If you look at the expense lines you can clearly see that if Pinterest wanted to be profitable they could be. They are investing in growth. They have a gross margin of 68%. This is a very healthy margin for a business as competitive as social media. Also, they are good at managing research and development and selling, general and administrative expenses. If Pinterest wanted to be profitable, all they would have to do is cut back on either or both of these lines.
There is little reason for Pinterest to cut expenses. Pinterest, a cash flow positive company is investing in growth that will ultimately lead to a more valuable asset in the long term. They generated $51 Million in cash in 2018. This is a surprising number considering that most social media companies do not have positive cash flow when they come public. The reduced risk of having future dilution and debt problems should lead to a higher valuation.

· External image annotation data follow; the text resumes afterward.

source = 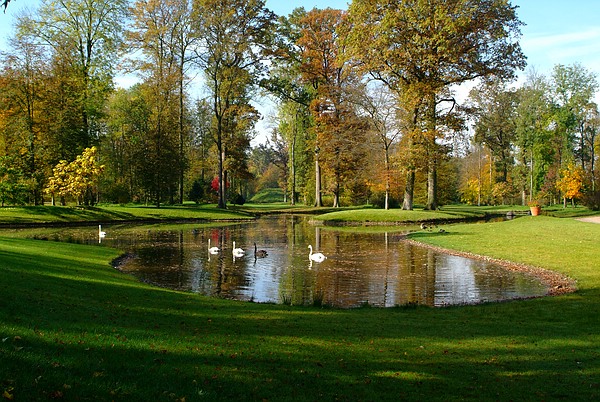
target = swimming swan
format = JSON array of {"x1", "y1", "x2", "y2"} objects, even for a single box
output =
[
  {"x1": 254, "y1": 243, "x2": 269, "y2": 258},
  {"x1": 231, "y1": 242, "x2": 246, "y2": 257},
  {"x1": 308, "y1": 244, "x2": 327, "y2": 262},
  {"x1": 208, "y1": 239, "x2": 219, "y2": 254}
]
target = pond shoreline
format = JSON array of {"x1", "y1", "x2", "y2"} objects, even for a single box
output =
[{"x1": 404, "y1": 235, "x2": 577, "y2": 296}]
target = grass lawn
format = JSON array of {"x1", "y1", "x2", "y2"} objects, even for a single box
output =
[
  {"x1": 0, "y1": 206, "x2": 600, "y2": 401},
  {"x1": 0, "y1": 204, "x2": 252, "y2": 225}
]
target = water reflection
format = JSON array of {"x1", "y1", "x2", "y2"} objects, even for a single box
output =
[{"x1": 19, "y1": 215, "x2": 546, "y2": 308}]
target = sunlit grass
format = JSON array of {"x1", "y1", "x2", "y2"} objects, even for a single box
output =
[
  {"x1": 0, "y1": 209, "x2": 600, "y2": 401},
  {"x1": 0, "y1": 205, "x2": 252, "y2": 225}
]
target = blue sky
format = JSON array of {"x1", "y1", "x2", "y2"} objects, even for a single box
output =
[
  {"x1": 0, "y1": 0, "x2": 600, "y2": 81},
  {"x1": 0, "y1": 0, "x2": 600, "y2": 141}
]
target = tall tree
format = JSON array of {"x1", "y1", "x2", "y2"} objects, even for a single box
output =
[
  {"x1": 357, "y1": 85, "x2": 402, "y2": 209},
  {"x1": 194, "y1": 0, "x2": 275, "y2": 208},
  {"x1": 551, "y1": 64, "x2": 598, "y2": 174},
  {"x1": 469, "y1": 80, "x2": 518, "y2": 183},
  {"x1": 348, "y1": 0, "x2": 525, "y2": 209},
  {"x1": 0, "y1": 37, "x2": 48, "y2": 204},
  {"x1": 17, "y1": 0, "x2": 127, "y2": 152},
  {"x1": 516, "y1": 70, "x2": 554, "y2": 200},
  {"x1": 127, "y1": 0, "x2": 187, "y2": 206},
  {"x1": 297, "y1": 9, "x2": 360, "y2": 207}
]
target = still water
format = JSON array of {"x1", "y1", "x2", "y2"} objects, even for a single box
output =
[{"x1": 28, "y1": 215, "x2": 546, "y2": 308}]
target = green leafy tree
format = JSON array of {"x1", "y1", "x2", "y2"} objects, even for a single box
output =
[
  {"x1": 515, "y1": 70, "x2": 554, "y2": 200},
  {"x1": 556, "y1": 162, "x2": 583, "y2": 207},
  {"x1": 470, "y1": 80, "x2": 518, "y2": 183},
  {"x1": 17, "y1": 0, "x2": 127, "y2": 152},
  {"x1": 193, "y1": 0, "x2": 274, "y2": 208},
  {"x1": 0, "y1": 156, "x2": 29, "y2": 206},
  {"x1": 348, "y1": 0, "x2": 525, "y2": 209},
  {"x1": 46, "y1": 147, "x2": 104, "y2": 205}
]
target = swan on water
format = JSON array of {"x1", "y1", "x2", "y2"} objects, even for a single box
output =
[
  {"x1": 231, "y1": 241, "x2": 246, "y2": 257},
  {"x1": 308, "y1": 244, "x2": 327, "y2": 262},
  {"x1": 254, "y1": 243, "x2": 269, "y2": 258},
  {"x1": 208, "y1": 239, "x2": 219, "y2": 254}
]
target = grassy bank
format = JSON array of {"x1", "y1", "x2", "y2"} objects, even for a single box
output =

Pinterest vs Facebook Valuation
My method of valuation is to compare the cash flow of Facebook and what is said in the Pinterest S1. Facebook has a current market cap of $501 Billion and generated $1.9 Billion in cash. This gives Facebook a current cash flow multiple of 263. Pinterest’s last private transaction was $12 Billion and company generated $51 Million last year and when we apply that to Pinterest we get a current market price of about $13.4 Billion.
I do not believe that the $13.4 Billion will be the IPO price. Pinterest has solid cash flow and P&L statements and a greater growth rate ahead. Pinterest has a larger gross margin than Facebook , the gross margin of Pinterest is 68% vs Facebook’s 44%. The larger gross margin could lead to a more profitable company in the future.
I believe that Pinterest has less political risk than Facebook. Pinterest is far less conversational and already manages controversial topics with its search feature.
I believe that Pinterest will IPO between $20 and $25 Billion and open in the neighborhood of $26 to $30 Billion. I do not know the share price that it will be since the Pinterest S1 does not list the fully diluted share count.